如何在typescript中定義一個Omit<Source, Exclude extends keyof Source>泛型類型

如何定義一個Omit<SourceType, ExcludeProps extends keyof SourceType>泛型類型, 使得

1. 結果類型中沒有鍵值在ExcludeProps中的屬性
2. 結果類型中有的屬性, 其optional屬性與SourceType一致

我有幾個嘗試如下

// 測試用的一些工具
const test: <T>(t: T) => any = null
type SourceType = {
    a: number
    b?: string
    c: boolean
}
type ExcludeProps = "c"
type TargetType = {
    a: number
    b?: string
}
const testValue: TargetType = null

type Omit<A, B extends keyof A> = {
    [K in keyof A]: A[K]
} & {
    [K in B]: never
}

test<Omit<SourceType, ExcludeProps>>(testValue)

這種會在testValue報如下錯誤

Argument of type 'TargetType' is not assignable to parameter of type 'Omit<SourceType, "c">'.
  Type 'TargetType' is not assignable to type '{ a: number; b?: string; c: boolean; }'.
    Property 'c' is missing in type 'TargetType'.
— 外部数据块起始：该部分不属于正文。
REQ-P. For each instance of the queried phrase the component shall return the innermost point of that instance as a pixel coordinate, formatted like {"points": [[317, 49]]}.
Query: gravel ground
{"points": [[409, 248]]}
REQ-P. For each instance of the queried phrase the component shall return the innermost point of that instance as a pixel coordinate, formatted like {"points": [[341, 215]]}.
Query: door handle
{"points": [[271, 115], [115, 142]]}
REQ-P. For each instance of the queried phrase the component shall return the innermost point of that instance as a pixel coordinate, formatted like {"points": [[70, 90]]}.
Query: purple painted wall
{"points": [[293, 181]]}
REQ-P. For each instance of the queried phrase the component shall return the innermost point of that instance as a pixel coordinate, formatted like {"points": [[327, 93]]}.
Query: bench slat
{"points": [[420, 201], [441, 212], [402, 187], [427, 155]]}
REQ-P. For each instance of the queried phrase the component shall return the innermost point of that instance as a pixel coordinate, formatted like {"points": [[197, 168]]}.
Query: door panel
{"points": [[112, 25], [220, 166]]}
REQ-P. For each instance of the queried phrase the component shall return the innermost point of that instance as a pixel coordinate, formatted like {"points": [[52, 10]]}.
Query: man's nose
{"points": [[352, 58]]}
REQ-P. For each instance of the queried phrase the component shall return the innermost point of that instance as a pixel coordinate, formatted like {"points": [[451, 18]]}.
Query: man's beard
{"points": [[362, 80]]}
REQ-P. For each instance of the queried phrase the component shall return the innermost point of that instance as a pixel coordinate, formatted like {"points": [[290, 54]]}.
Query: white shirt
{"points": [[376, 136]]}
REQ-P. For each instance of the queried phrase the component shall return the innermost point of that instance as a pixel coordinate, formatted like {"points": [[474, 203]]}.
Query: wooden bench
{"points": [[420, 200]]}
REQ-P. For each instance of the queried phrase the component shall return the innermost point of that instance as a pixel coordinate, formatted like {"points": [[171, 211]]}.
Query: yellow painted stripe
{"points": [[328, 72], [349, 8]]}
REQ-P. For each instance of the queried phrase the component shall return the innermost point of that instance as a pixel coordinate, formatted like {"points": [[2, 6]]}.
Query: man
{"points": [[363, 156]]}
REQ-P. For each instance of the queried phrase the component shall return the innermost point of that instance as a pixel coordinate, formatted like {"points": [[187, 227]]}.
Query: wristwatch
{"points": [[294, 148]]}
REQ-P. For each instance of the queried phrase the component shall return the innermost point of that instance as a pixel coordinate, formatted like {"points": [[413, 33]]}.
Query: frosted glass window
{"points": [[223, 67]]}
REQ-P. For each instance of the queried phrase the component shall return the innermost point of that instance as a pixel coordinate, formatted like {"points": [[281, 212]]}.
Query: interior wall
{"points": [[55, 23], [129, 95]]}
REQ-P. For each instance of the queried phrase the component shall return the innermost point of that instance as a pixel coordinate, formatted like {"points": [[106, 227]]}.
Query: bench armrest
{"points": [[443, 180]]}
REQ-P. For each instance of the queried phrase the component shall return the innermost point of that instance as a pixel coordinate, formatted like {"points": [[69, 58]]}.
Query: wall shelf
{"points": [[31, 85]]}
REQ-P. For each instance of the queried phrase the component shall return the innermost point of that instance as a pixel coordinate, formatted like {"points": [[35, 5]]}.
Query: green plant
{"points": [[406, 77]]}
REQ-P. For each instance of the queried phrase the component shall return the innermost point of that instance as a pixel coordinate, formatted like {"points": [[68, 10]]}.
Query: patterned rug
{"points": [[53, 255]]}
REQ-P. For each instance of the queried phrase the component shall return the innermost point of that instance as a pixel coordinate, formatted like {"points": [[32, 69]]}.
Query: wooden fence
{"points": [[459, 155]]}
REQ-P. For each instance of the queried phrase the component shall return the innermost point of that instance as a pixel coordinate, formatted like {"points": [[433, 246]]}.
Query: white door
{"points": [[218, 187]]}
type Diff<A extends string, B extends string> = ({
  [K in A]: K
} & {
  [K in B]: never
} & {
  [K: string]: never  
})[A]
type Omit<A, B extends keyof A> = {
  [K in Diff<keyof A, B>]: A[K]
}

test<Omit<SourceType, ExcludeProps>>(testValue)

這種會在testValue報如下錯誤

Argument of type 'TargetType' is not assignable to parameter of type 'Omit<SourceType, "c">'.
  Property 'b' is optional in type 'TargetType' but required in type 'Omit<SourceType, "c">'.

// 需要typescript>=2.8
type Omit<A, B extends keyof A> = {
    [K in keyof A]: K extends B ? never : A[K]
}

test<Omit<SourceType, ExcludeProps>>(testValue)

這種會在testValue報如下錯誤

Argument of type 'TargetType' is not assignable to parameter of type 'Omit<SourceType, "c">'.
  Property 'c' is missing in type 'TargetType'.